Friday, March 07, 2008

Wild Duck at a Baltimore Supermarket

Wild duck cooked bloody rare is my favorite food in the world.* Was finding a couple of frozen ones at the AA International Market on Security Boulevard too good to be true? Maybe, maybe not. Though hardly comparable to an Eastern Shore canvasback, when roasted for 22 minutes at 500 degrees, no question lingered but that this was, indeed, a wild duck. My understanding was that commerce in wild ducks was illegal. I'm also ignorant as to how America's Asian markets do their sourcing and have yet to surpass the language barrier enough to find someone who could inform me. But I've been combing over the freezers, stalls, tables, and shelves of Baltimore's Asian markets for many years, and this was a first.

Perhaps these "wild ducks" were actually raised on farms, maybe in China. Or they could have been bagged by a hunter God knows where. I doubt the latter, as the skin bore no evidence of piercing by buckshot. After finding wild duck at an Asian market where plenty of items were past the sell date and much that was frozen was poorly packaged, you'd think I'd heed the "safe handling instructions" on the cellophane wrap.
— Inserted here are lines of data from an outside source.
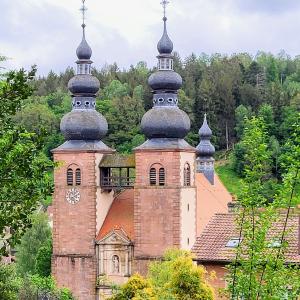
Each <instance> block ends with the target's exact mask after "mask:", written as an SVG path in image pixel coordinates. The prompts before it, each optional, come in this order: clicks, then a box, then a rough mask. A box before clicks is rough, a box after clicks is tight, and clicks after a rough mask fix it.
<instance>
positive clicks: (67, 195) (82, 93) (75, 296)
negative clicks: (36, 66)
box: [52, 0, 113, 300]
mask: <svg viewBox="0 0 300 300" xmlns="http://www.w3.org/2000/svg"><path fill="white" fill-rule="evenodd" d="M82 1H83V8H82V12H83V24H82V30H83V32H82V41H81V43H80V45H79V46H78V48H77V51H76V54H77V57H78V60H77V62H76V63H77V75H75V76H74V77H73V78H72V79H71V80H70V81H69V84H68V87H69V90H70V92H71V94H72V111H71V112H70V113H68V114H67V115H65V116H64V117H63V119H62V120H61V125H60V128H61V132H62V133H63V135H64V137H65V140H66V142H65V143H64V144H63V145H61V146H59V147H58V148H56V149H54V150H53V155H54V161H55V162H56V163H57V167H56V168H55V172H54V184H55V190H54V197H53V198H54V200H53V207H54V212H53V218H54V220H53V257H52V274H53V276H54V277H55V279H56V281H57V283H58V285H59V286H60V287H68V288H70V289H71V291H72V292H73V293H74V295H75V297H76V299H79V300H95V298H96V295H95V294H96V288H95V287H96V271H97V265H96V253H95V237H96V234H97V232H96V230H97V229H96V227H97V224H96V223H97V217H96V215H97V211H96V210H97V205H96V202H97V191H98V190H99V185H100V180H99V176H100V175H99V168H98V165H99V162H100V160H101V159H102V157H103V155H104V154H107V153H112V152H113V150H111V149H110V148H109V147H107V146H106V145H105V144H104V143H103V142H102V141H101V139H102V138H103V137H104V136H105V135H106V133H107V130H108V125H107V121H106V119H105V118H104V117H103V116H102V115H101V114H99V113H98V112H97V111H96V109H95V107H96V99H95V98H96V93H97V92H98V90H99V87H100V84H99V81H98V79H97V78H96V77H94V76H92V75H91V64H92V61H91V56H92V50H91V48H90V46H89V45H88V43H87V41H86V38H85V26H86V25H85V22H84V13H85V11H86V8H85V6H84V2H85V0H82Z"/></svg>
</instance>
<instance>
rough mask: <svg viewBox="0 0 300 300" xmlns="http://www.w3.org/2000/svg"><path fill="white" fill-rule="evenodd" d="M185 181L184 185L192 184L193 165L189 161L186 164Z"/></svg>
mask: <svg viewBox="0 0 300 300" xmlns="http://www.w3.org/2000/svg"><path fill="white" fill-rule="evenodd" d="M183 181H184V186H190V185H191V167H190V165H189V164H188V163H186V164H185V165H184V171H183Z"/></svg>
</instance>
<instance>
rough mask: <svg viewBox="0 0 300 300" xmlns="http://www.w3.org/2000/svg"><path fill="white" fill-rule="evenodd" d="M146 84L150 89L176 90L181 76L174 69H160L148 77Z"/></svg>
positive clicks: (180, 87)
mask: <svg viewBox="0 0 300 300" xmlns="http://www.w3.org/2000/svg"><path fill="white" fill-rule="evenodd" d="M148 84H149V86H150V87H151V88H152V90H168V91H169V90H170V91H177V90H179V89H180V88H181V86H182V78H181V76H180V75H179V74H178V73H176V72H174V71H168V70H164V71H161V70H160V71H157V72H156V73H154V74H152V75H151V76H150V77H149V79H148Z"/></svg>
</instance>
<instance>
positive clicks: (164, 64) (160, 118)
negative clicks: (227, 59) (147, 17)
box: [141, 0, 191, 139]
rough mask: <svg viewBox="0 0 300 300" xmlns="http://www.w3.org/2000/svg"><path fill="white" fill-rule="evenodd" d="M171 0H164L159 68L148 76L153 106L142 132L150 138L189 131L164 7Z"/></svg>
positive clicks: (143, 125) (148, 112)
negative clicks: (163, 14)
mask: <svg viewBox="0 0 300 300" xmlns="http://www.w3.org/2000/svg"><path fill="white" fill-rule="evenodd" d="M167 3H168V1H166V0H163V1H162V4H163V6H164V18H163V21H164V31H163V35H162V38H161V39H160V41H159V42H158V45H157V49H158V51H159V55H158V56H157V58H158V71H157V72H155V73H154V74H152V75H151V76H150V77H149V80H148V83H149V86H150V87H151V88H152V92H153V108H152V109H151V110H149V111H148V112H147V113H146V114H145V115H144V116H143V119H142V122H141V128H142V132H143V133H144V134H145V135H146V137H147V138H148V139H152V138H174V139H178V138H179V139H183V138H184V137H185V136H186V135H187V133H188V132H189V130H190V126H191V125H190V119H189V117H188V115H187V114H186V113H185V112H183V111H182V110H180V109H179V108H178V90H179V89H180V88H181V86H182V78H181V76H180V75H179V74H178V73H176V72H174V70H173V55H172V51H173V43H172V41H171V39H170V38H169V36H168V34H167V25H166V22H167V18H166V16H165V8H166V5H167Z"/></svg>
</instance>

Being as it were, my craving for rare wild duck transcended any such precaution. You might even say that those 22 minutes in the oven I claimed were something of a fib. At least a couple of them were spent pulling my duck in and out of the oven for basting. I'd dotted it with butter. A little bacon might have worked better, but we were out of it. You don't really need to baste a wild duck with anything to keep it moist when cooking it this rare, even though wild duck is a whole lot leaner than the various kinds of duck served in restaurants or that you find in other stores.

I proclaim this my find of the year.

With some hindsight, I believe that 22 minutes at 500 F would prove a bit too rare for most readers and suggest that 23 uninterrupted minutes at 500F is the perfect length of time for cooking this kind of duck, all of which are pretty much the same size. To avoid having to interrupt the process for basting, I recommend laying several strips of bacon over the bird before roasting.